EC2 network latency

Last updated on Jun 3, 2026

EC2 network latency is an AWS chaos fault that adds a configurable amount of latency (with optional jitter) to outbound network traffic on a target EC2 instance for a configurable duration. The latency can be scoped to specific destination hosts or IPs, and applied on a specific network interface. The fault dispatches the shaping rules via AWS Systems Manager Run Command.
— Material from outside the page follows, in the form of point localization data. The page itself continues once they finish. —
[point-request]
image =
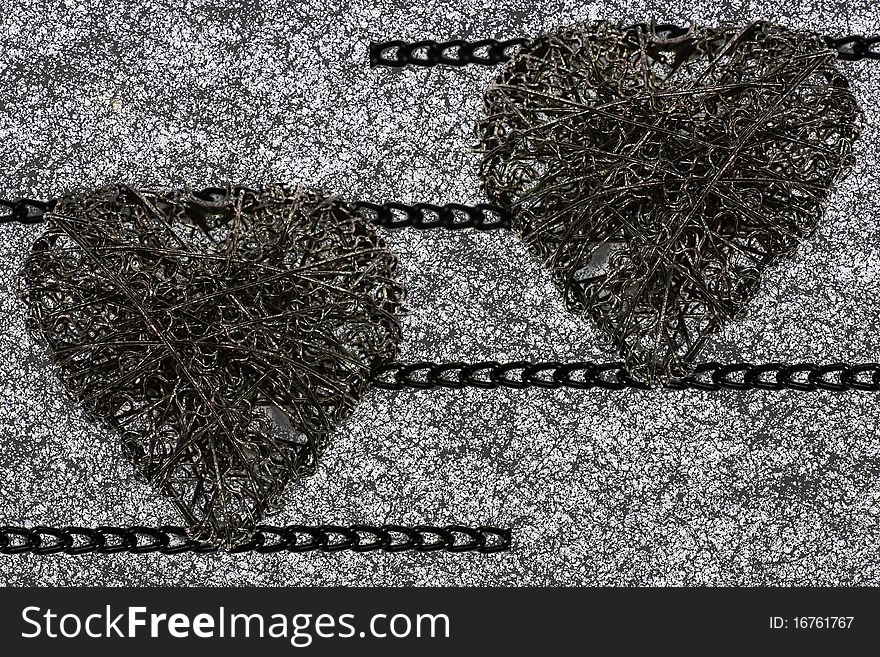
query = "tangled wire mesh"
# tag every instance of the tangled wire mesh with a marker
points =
(222, 333)
(658, 175)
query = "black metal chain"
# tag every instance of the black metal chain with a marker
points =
(486, 52)
(425, 216)
(421, 216)
(489, 52)
(24, 210)
(806, 377)
(292, 538)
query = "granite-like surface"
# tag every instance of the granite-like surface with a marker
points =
(599, 487)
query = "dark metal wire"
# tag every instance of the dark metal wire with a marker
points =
(657, 175)
(223, 334)
(802, 377)
(489, 52)
(266, 539)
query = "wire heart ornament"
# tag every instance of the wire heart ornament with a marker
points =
(222, 334)
(658, 176)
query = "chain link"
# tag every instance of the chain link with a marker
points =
(421, 216)
(425, 216)
(854, 47)
(397, 54)
(24, 210)
(614, 376)
(486, 52)
(293, 538)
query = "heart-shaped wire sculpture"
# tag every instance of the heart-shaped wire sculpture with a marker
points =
(659, 175)
(223, 334)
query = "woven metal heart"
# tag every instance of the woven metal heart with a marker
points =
(223, 334)
(658, 176)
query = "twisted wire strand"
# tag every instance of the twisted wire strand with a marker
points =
(168, 539)
(491, 52)
(804, 377)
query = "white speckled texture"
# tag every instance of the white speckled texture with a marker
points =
(599, 487)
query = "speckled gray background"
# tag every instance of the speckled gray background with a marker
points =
(599, 487)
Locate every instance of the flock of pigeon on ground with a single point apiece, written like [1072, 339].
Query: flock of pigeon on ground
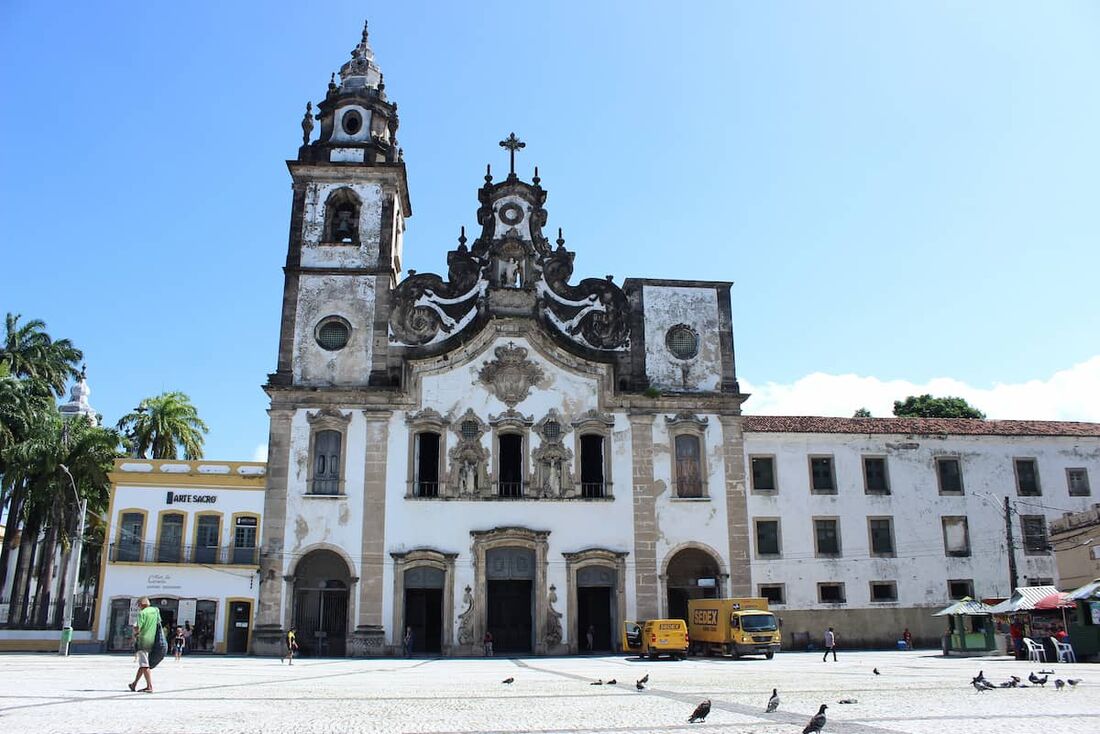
[817, 722]
[981, 683]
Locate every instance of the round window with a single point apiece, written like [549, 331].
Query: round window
[352, 122]
[682, 341]
[332, 333]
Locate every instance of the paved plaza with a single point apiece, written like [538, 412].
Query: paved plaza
[915, 692]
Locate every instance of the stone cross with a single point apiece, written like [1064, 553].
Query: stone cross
[513, 144]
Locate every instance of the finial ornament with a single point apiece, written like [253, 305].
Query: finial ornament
[513, 144]
[307, 123]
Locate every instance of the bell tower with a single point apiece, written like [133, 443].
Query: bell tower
[347, 230]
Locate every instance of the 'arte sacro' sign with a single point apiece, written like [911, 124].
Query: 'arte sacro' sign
[179, 497]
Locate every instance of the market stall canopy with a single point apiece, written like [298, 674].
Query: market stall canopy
[1023, 600]
[965, 605]
[1056, 601]
[1088, 591]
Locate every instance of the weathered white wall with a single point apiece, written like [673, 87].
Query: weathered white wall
[350, 297]
[364, 254]
[667, 306]
[921, 568]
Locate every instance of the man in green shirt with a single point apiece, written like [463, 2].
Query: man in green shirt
[149, 622]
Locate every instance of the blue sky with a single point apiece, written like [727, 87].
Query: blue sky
[903, 194]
Use this fault to test how a workload reacts when network round-trip times grow: do timeouts trigger correctly, do retries amplify load, do connection pools become exhausted, does observability surface the increased latency?

Run your first experiment

If you have not configured the chaos infrastructure yet, go to Quickstart to install the chaos infrastructure and run an experiment end to end.

Use cases

Run this fault when you want to answer concrete questions like:

Cross-AZ latency simulation: When latency to a specific destination rises by 50-100 ms, does the application degrade gracefully or do downstream timeouts cascade?
Database call timeouts: When latency to the database is added, does the client-side timeout fire at the expected point and does the application surface a clean error?
Connection pool exhaustion: Do connection pools (HTTP, database, queue) survive added latency, or do they exhaust and block all callers?
Retry storm protection: Do retries with exponential backoff and jitter prevent storms, or do they pile on?
SLO validation: When latency is added, does the SLO error budget burn at the expected rate?

Prerequisites

Kubernetes version: 1.21 or later for the chaos infrastructure cluster.
Target instance is reachable via SSM: The instance has the SSM Agent running and an instance profile with AmazonSSMManagedInstanceCore.
Selector provided: Either EC2_INSTANCE_ID or EC2_INSTANCE_TAG is set.
Network shaping tools installable: tc / iproute2 must be installable on the target. Set INSTALL_NETEM=true (default) to install them if missing.
AWS credentials available: Either an AWS credentials file uploaded as a File Secret in Harness Secret Manager (see Authentication below) or IRSA on the chaos infrastructure service account.

Supported environments

Platform	Support status
Amazon EC2 (Linux instances with SSM Agent)	Supported
Amazon EKS managed worker nodes	Supported (if SSM Agent is installed)
Amazon EKS self-managed worker nodes	Supported (if SSM Agent is installed)
Targeting by tag	Supported via `EC2_INSTANCE_TAG`
Targeting by ID	Supported via `EC2_INSTANCE_ID`
Windows instances	Not supported (Linux-only network shaping)

Permissions required

{
  "Version": "2012-10-17",
  "Statement": [
    {
      "Effect": "Allow",
      "Action": [
        "ec2:DescribeInstances",
        "ec2:DescribeInstanceStatus"
      ],
      "Resource": "*"
    },
    {
      "Effect": "Allow",
      "Action": [
        "ssm:SendCommand",
        "ssm:CancelCommand",
        "ssm:GetCommandInvocation",
        "ssm:DescribeInstanceInformation",
        "ssm:GetDocument",
        "ssm:DescribeDocument"
      ],
      "Resource": "*"
    }
  ]
}

Go to common policy for all AWS faults to use a single superset IAM policy.

Authentication

The fault supports three credential delivery models. Pick one based on how your chaos infrastructure is deployed.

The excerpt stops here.